Just remember - we scrambled the condition labels on these timepoints. We deliberately destroyed any relationships between the timepoints before beginning the analysis. The fact that the classifier's generalization performance on scrambled regressors is above chance is incontrovertible evidence that your analysis is peeking. The above-chance performance levels tell you nothing publishable. I think we can agree that we definitely want to avoid inadvertently making this mistake in a real analysis.
The scramble_regressors.m function simply provides a convenient way to scramble your condition labels. Then, you can run your entire analysis exactly as before, but using these scrambled regressors, and breathe a sigh of relief when performance drops to chance.

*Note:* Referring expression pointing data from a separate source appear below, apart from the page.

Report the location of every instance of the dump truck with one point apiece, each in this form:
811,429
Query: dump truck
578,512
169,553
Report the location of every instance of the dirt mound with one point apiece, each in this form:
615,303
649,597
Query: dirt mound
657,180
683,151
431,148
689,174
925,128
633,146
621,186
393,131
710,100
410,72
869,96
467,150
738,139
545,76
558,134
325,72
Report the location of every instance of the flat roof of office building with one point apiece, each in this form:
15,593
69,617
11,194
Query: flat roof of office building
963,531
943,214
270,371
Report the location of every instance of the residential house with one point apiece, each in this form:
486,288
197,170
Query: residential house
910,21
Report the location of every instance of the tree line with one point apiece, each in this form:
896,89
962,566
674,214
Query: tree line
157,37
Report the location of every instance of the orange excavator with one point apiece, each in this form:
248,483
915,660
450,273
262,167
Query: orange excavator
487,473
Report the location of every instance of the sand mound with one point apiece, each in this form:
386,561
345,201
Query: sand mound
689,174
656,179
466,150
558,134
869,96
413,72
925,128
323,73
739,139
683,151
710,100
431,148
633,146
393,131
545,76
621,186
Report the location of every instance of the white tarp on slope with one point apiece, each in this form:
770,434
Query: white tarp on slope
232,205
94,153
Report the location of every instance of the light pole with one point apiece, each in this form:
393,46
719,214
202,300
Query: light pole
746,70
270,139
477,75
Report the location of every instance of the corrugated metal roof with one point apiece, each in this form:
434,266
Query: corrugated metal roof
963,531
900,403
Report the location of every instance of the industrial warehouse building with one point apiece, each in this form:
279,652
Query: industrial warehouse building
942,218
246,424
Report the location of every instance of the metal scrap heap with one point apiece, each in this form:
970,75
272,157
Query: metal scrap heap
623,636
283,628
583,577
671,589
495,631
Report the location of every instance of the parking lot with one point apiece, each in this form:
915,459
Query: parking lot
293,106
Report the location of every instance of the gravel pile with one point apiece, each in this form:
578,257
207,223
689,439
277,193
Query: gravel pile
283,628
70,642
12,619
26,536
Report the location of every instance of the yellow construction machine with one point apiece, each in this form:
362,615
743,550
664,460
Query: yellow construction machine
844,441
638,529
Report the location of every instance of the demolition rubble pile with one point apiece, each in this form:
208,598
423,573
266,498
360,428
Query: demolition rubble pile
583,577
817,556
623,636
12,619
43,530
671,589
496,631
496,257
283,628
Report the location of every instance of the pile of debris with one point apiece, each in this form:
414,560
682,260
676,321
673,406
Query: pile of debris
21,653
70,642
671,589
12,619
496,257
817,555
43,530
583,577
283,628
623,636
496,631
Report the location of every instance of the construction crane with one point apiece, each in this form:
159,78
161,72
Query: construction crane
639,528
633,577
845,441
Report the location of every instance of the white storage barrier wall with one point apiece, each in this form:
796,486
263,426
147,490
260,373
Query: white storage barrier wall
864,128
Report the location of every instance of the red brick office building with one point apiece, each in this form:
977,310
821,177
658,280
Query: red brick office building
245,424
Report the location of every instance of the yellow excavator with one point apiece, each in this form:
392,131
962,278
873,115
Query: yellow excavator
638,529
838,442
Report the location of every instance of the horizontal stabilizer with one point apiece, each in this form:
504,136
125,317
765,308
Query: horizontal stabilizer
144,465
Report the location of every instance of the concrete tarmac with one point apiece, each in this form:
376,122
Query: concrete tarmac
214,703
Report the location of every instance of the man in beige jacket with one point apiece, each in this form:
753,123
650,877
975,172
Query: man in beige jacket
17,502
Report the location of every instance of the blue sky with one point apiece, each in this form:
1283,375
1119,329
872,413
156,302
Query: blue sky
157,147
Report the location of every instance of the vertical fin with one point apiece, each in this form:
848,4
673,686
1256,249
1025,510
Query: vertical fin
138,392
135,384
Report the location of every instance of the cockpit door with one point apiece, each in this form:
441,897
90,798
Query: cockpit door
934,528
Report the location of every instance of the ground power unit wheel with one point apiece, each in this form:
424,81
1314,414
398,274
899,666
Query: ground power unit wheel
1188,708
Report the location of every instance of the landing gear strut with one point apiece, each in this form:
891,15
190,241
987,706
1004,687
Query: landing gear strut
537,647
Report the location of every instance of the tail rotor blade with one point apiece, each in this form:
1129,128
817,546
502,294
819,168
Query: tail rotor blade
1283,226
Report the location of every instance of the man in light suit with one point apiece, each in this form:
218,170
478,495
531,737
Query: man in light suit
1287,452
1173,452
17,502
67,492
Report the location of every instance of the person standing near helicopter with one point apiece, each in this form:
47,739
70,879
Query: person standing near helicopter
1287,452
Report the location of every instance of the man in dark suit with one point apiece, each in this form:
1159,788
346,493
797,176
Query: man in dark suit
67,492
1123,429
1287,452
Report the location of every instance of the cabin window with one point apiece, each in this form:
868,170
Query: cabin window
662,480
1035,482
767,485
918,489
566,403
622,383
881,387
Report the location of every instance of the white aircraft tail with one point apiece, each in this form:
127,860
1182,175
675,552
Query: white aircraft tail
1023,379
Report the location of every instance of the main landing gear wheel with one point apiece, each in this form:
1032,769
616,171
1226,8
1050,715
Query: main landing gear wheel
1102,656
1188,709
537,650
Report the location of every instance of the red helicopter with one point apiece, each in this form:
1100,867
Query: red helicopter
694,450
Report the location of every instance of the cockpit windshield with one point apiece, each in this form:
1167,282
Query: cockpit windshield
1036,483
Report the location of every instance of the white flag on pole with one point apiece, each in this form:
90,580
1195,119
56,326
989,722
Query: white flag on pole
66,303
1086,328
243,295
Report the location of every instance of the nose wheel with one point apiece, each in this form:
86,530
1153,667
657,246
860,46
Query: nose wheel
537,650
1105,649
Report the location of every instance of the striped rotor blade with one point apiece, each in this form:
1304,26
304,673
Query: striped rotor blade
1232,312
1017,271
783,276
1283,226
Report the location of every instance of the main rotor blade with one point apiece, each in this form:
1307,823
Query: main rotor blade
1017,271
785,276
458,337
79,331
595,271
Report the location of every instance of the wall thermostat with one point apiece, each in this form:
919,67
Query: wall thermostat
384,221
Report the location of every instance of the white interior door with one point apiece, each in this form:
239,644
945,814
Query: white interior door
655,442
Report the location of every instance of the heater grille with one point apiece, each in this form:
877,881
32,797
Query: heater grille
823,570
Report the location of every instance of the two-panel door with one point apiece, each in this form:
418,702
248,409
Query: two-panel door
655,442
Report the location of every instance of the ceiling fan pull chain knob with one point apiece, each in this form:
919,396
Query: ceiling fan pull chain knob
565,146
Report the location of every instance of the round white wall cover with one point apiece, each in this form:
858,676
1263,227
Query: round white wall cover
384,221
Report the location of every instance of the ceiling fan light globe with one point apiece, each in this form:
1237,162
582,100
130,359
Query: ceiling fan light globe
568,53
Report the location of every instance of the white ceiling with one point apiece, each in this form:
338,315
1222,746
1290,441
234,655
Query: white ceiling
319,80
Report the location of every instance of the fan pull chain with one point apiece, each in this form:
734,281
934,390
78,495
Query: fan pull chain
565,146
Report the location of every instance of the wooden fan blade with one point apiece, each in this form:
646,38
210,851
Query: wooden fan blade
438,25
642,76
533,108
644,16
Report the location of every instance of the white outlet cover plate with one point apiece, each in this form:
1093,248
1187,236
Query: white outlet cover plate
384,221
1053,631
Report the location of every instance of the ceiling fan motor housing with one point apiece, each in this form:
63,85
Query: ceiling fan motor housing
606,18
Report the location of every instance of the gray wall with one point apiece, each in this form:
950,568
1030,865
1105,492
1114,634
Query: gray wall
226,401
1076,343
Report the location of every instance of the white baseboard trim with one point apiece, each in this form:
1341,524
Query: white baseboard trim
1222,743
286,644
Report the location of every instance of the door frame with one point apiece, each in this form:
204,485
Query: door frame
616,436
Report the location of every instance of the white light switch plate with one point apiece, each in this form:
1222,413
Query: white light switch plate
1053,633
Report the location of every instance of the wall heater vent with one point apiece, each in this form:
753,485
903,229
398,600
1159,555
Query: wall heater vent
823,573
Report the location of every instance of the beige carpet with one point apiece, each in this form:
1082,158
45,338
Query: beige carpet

>> subj = scramble_regressors(subj,'conds_conv_thr','runs','conds_conv_thr_scr');
P.S. One might question whether such a simple operation as scrambling requires its own function. Actually, the precise way that you scramble could potentially make a difference. This function takes in a runs selector argument, to ensure that the scrambling takes place within runs, to preserve the statistics of your conditions. Likewise, it scrambles the columns not the rows, since we want to preserve the statistics of how many conditions are active at once.
Assessing the significance of your classifier's performance
[N.B. This part of the tutorial relies on functionality from version 1.0 of the toolbox (which hasn't yet been released at the time of writing).]
Let's say that chance is 50%, and you're pretty consistently getting 55% performance. Is that significant? Is it publishable? This is an active area of research, and different people have different answers.
Polyn et al (2005) describe a non-parametric statistical test for whether the classifier's performance is better than chance. By repeatedly generating carefully scrambled versions of the classifier output, they create a null distribution of performance values against which the actual performance value can be compared. Rather than just permuting the order of the timepoints, this method scrambles the coefficients of a wavelet decomposition of the classifier outputs to take into account their time-varying spectral characteristics (e.g. the fact that the classifier outputs probably vary slowly over time with the condition labels). See wavestrapper_results.m and wavelet_scramble_multi.m for an implementation of this wavelet-based scrambling technique.
pval = wavestrapper_results(results);
See Bullmore et al (2004), 'Wavelets and functional magnetic resonance imaging of the human brain', Neuro Image 23, suppl S234-49, for more information.
[N.B. Both the above wavelet-based functions rely on the Matlab Wavelets toolbox.]